How to change sqoop metastore?

Chetan Shirke picture Chetan Shirke · Jun 6, 2014 · Viewed 7.6k times · Source

I am using sqoop 1.4.2 version. I am trying to change the sqoop metastore from default hsqldb to mysql.

I have configured following properties in sqoop-site.xml file.

    <property>
    <name>sqoop.metastore.client.enable.autoconnect</name>
    <value>false</value>
    <description>If true, Sqoop will connect to a local metastore
      for job management when no other metastore arguments are
      provided.
    </description>
  </property>
  <property>
    <name>sqoop.metastore.client.autoconnect.url</name>
    <value>jdbc:mysql://ip:3206/sqoop?createDatabaseIfNotExist=true</value>
  </property>
  <property>
    <name>sqoop.metastore.client.autoconnect.username</name>
    <value>userName</value>
  </property>
  <property>
    <name>sqoop.metastore.client.autoconnect.password</name>
    <value>password</value>
  </property>
</configuration>

When I try to create a sqoop jobs with meta-connect url it fails to connect to configured mysql db.

sqoop job --create --meta-connect {mysql_jdbc_url} sqoop job defination

it is throwing following exception.

    14/06/06 15:04:54 INFO sqoop.Sqoop: Running Sqoop version: 1.4.4.2.0.6.1-101
14/06/06 15:04:55 WARN hsqldb.HsqldbJobStorage: Could not interpret as a number: null
14/06/06 15:04:55 ERROR hsqldb.HsqldbJobStorage: Can not interpret metadata schema
14/06/06 15:04:55 ERROR hsqldb.HsqldbJobStorage: The metadata schema version is null
14/06/06 15:04:55 ERROR hsqldb.HsqldbJobStorage: The highest version supported is 0
14/06/06 15:04:55 ERROR hsqldb.HsqldbJobStorage: To use this version of Sqoop, you must downgrade your metadata schema.
14/06/06 15:04:55 ERROR tool.JobTool: I/O error performing job operation: java.io.IOException: Invalid metadata version.
        at org.apache.sqoop.metastore.hsqldb.HsqldbJobStorage.init(HsqldbJobStorage.java:202)
        at org.apache.sqoop.metastore.hsqldb.HsqldbJobStorage.open(HsqldbJobStorage.java:161)
        at org.apache.sqoop.tool.JobTool.run(JobTool.java:274)
        at org.apache.sqoop.Sqoop.run(Sqoop.java:147)
        at org.apache.hadoop.util.ToolRunner.run(ToolRunner.java:70)
        at org.apache.sqoop.Sqoop.runSqoop(Sqoop.java:183)
        at org.apache.sqoop.Sqoop.runTool(Sqoop.java:222)
        at org.apache.sqoop.Sqoop.runTool(Sqoop.java:231)
        at org.apache.sqoop.Sqoop.main(Sqoop.java:240)

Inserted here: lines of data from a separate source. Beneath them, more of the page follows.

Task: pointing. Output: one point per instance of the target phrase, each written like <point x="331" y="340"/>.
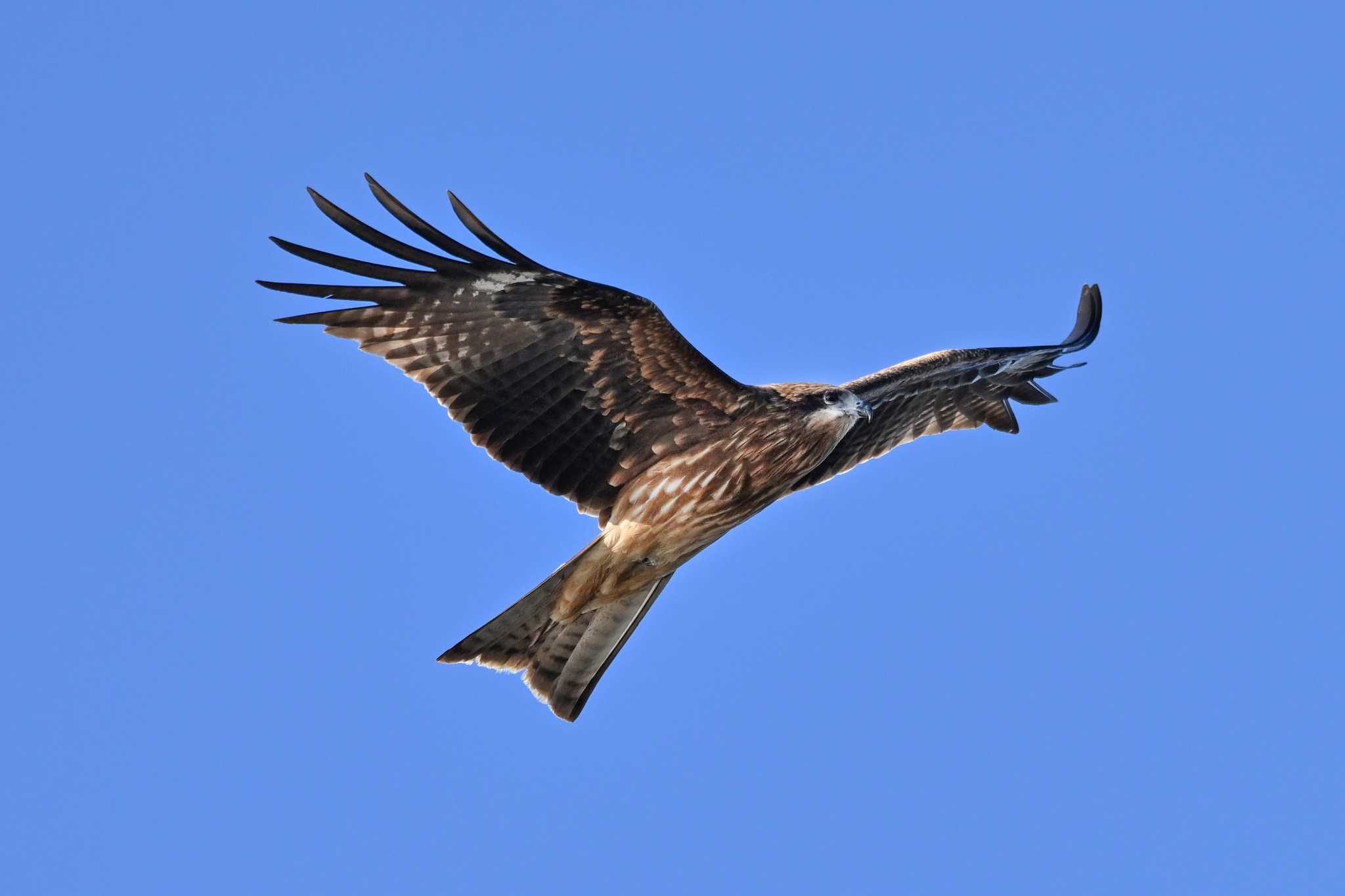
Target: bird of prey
<point x="591" y="393"/>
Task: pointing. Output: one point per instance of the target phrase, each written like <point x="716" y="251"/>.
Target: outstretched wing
<point x="575" y="385"/>
<point x="956" y="390"/>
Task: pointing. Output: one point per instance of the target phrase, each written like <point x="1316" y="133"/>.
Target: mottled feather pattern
<point x="575" y="385"/>
<point x="954" y="390"/>
<point x="591" y="393"/>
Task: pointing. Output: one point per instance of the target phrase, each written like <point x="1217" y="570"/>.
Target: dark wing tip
<point x="489" y="236"/>
<point x="1087" y="322"/>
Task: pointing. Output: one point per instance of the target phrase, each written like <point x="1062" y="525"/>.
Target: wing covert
<point x="576" y="385"/>
<point x="954" y="390"/>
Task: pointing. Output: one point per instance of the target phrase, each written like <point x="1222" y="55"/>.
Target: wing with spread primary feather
<point x="956" y="390"/>
<point x="576" y="385"/>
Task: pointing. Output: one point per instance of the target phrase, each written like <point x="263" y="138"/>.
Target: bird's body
<point x="591" y="393"/>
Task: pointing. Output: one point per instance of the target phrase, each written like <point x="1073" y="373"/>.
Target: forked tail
<point x="562" y="661"/>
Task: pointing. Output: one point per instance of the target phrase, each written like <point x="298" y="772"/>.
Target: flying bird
<point x="591" y="393"/>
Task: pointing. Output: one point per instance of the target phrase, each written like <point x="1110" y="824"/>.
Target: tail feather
<point x="562" y="661"/>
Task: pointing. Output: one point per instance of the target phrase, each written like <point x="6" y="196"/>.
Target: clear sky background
<point x="1098" y="657"/>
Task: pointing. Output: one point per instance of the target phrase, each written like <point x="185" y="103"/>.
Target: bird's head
<point x="833" y="400"/>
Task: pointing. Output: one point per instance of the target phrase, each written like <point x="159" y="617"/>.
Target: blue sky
<point x="1102" y="656"/>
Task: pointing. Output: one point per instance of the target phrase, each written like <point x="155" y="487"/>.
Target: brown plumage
<point x="592" y="394"/>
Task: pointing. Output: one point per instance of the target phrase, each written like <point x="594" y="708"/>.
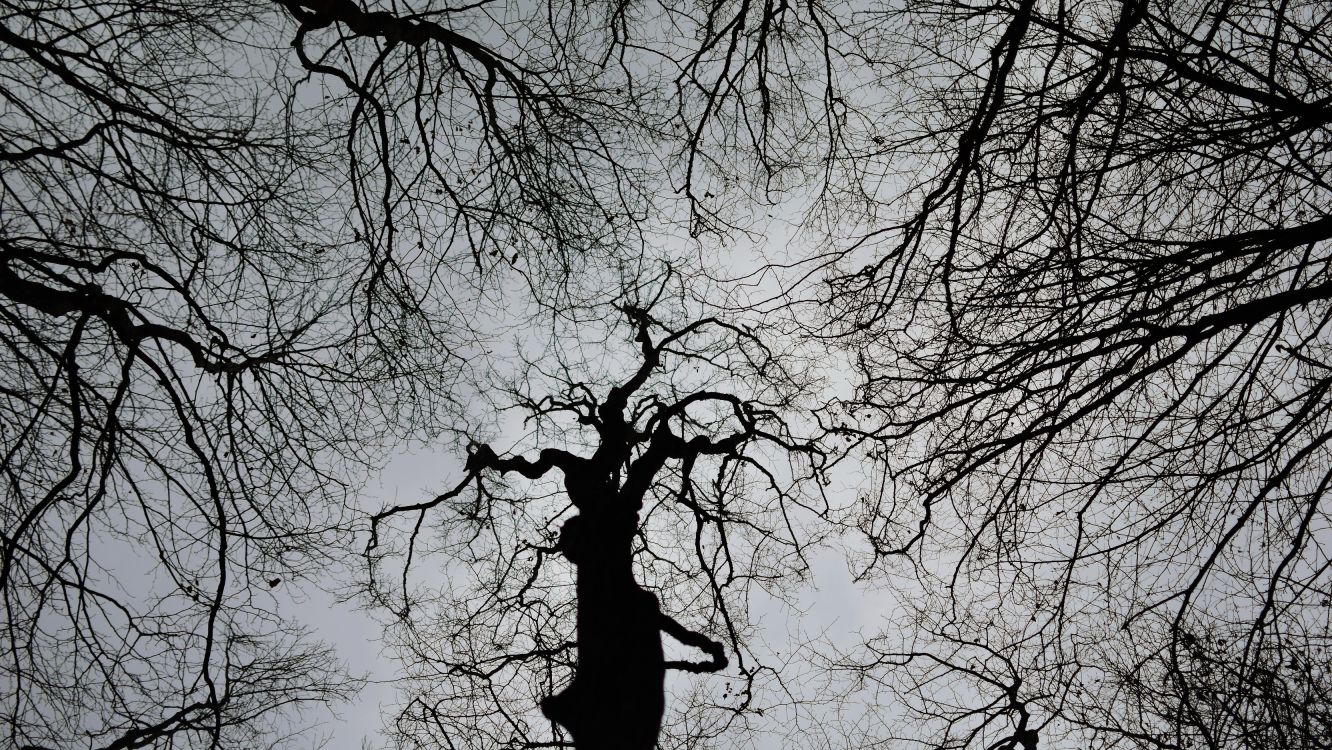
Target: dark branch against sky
<point x="1018" y="309"/>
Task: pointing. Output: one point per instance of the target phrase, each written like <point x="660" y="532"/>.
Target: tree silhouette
<point x="243" y="248"/>
<point x="661" y="488"/>
<point x="1094" y="368"/>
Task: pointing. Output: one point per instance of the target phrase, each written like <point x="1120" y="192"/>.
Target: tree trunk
<point x="617" y="696"/>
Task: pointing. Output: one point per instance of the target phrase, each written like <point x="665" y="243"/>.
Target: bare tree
<point x="243" y="248"/>
<point x="687" y="488"/>
<point x="1094" y="369"/>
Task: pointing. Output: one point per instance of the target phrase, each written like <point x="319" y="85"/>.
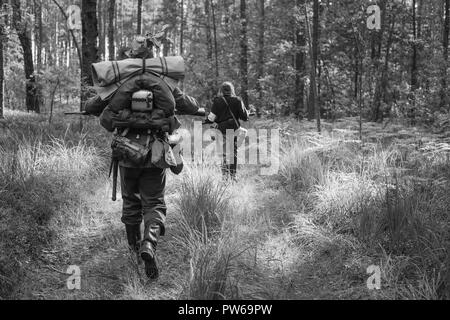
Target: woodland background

Does sqoop 1.4.2 supports metastore other than hsql db?

Please suggest.

Answer

ravik picture ravik · Jul 23, 2014

The answer is Yes, in my case I am using PostgreSQL. I ran into this recently and I am using Version 1.4.4. I am not sure if what I did is the recommended way, but it works. Here are the steps I followed

  1. In sqoop-site.xml I configured it with, the connect string to my database, username and password.

  2. Created the following object in the database, as Sqoop was failing at it.

    CREATE TABLE SQOOP_ROOT ( version INT, propname VARCHAR(128) NOT NULL, propval VARCHAR(256), CONSTRAINT SQOOP_ROOT_unq UNIQUE (version, propname) );

  3. Inserted the following row (This seems to be the reason your script is failing)

    INSERT INTO SQOOP_ROOT VALUES( NULL, 'sqoop.hsqldb.job.storage.version', '0' );

I think the correct way might be is to download the source, and extend org.apache.sqoop.metastore.JobStorage with you DB implementation.